Even FireEye, which specializes in breach investigations and employs thousands of highly trained experts in digital forensics, was nearly bamboozled during the investigation into its own compromise. Mandia said FireEye dedicated nearly 100 employees, most with 10,000 hours of prior forensics investigation experience, to discovering how the company was breached. “After exhausting every investigative lead,” Mandia said, the company’s experts opted to take a radical approach.

The investigators had traced the earliest indication of compromise to a SolarWinds server. Mandia said the experts decided to “tear [the server] apart.” That is, they “decompiled” the code. Then they sifted through 18,000 files, 3,500 executable files, and over 1 million lines of assembly code that were installed as part of the compromised SolarWinds software update.

Assembly code is a low-level computer language that consists of symbolic equivalents to machine code. It’s one step above the lowest-level machine code in the continuum between low and high languages. Programs can be written in assembly language, but very few choose to code this way today.

Just reading assembly language is an exacting skill. Conducting a forensics investigation based on assembly code is a highly specialized sub-field within cybersecurity. Few cybersecurity professionals possess this skill, and even fewer organizations employ such experts full time. FireEye just happens to be one of them.
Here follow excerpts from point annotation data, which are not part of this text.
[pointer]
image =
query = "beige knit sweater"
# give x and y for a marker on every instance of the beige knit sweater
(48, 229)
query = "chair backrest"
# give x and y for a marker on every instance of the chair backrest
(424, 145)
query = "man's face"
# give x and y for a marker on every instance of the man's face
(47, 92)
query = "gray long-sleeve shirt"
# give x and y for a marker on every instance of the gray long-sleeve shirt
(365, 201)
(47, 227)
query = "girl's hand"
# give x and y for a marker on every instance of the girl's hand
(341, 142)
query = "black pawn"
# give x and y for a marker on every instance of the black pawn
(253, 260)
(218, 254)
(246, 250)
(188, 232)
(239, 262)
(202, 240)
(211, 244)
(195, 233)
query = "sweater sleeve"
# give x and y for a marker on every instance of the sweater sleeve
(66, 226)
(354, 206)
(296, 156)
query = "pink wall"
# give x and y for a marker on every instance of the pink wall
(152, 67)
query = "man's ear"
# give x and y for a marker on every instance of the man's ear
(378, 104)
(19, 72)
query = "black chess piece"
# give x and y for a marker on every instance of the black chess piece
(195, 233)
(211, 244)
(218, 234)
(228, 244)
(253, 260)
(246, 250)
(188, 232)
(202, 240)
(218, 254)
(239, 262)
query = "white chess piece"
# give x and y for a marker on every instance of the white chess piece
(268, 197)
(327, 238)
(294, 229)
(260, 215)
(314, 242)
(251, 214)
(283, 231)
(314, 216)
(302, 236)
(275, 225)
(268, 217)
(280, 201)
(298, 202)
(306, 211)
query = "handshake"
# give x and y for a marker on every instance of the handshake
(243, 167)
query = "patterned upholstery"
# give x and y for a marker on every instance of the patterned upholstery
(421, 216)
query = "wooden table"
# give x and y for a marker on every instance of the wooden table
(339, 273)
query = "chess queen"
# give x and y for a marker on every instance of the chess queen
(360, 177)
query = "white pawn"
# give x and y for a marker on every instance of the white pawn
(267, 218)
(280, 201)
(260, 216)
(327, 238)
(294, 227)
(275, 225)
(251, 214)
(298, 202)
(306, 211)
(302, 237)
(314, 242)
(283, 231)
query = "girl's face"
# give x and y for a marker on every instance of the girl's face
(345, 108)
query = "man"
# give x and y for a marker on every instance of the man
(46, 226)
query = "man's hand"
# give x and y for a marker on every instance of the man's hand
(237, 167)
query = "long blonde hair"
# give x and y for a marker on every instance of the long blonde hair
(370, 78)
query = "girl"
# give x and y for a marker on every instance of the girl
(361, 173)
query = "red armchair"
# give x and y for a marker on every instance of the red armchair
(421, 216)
The task FireEye investigators undertook is perhaps not quite as difficult as searching for a specific grain of sand on the beach, but after a few hours of this work, you would likely conclude there isn’t a material difference between the two. (You can try reading assembly language samples here. Note that this code is fairly well-documented compared to what’s often encountered by forensics investigators.)

So, after nine months of investigation by 100 highly trained and experienced cybersecurity forensics experts, FireEye finally discovered the “proverbial needle in a haystack” — a malicious “implant” in SolarWinds assembly code — in December 2020.

“You wonder why people missed it,” Mandia told Congress. “This is not the first place you would look. This is the last place you’d look for an intrusion.”

And, Mandia warned, “There’s no magic wand to say where’s the next implant.”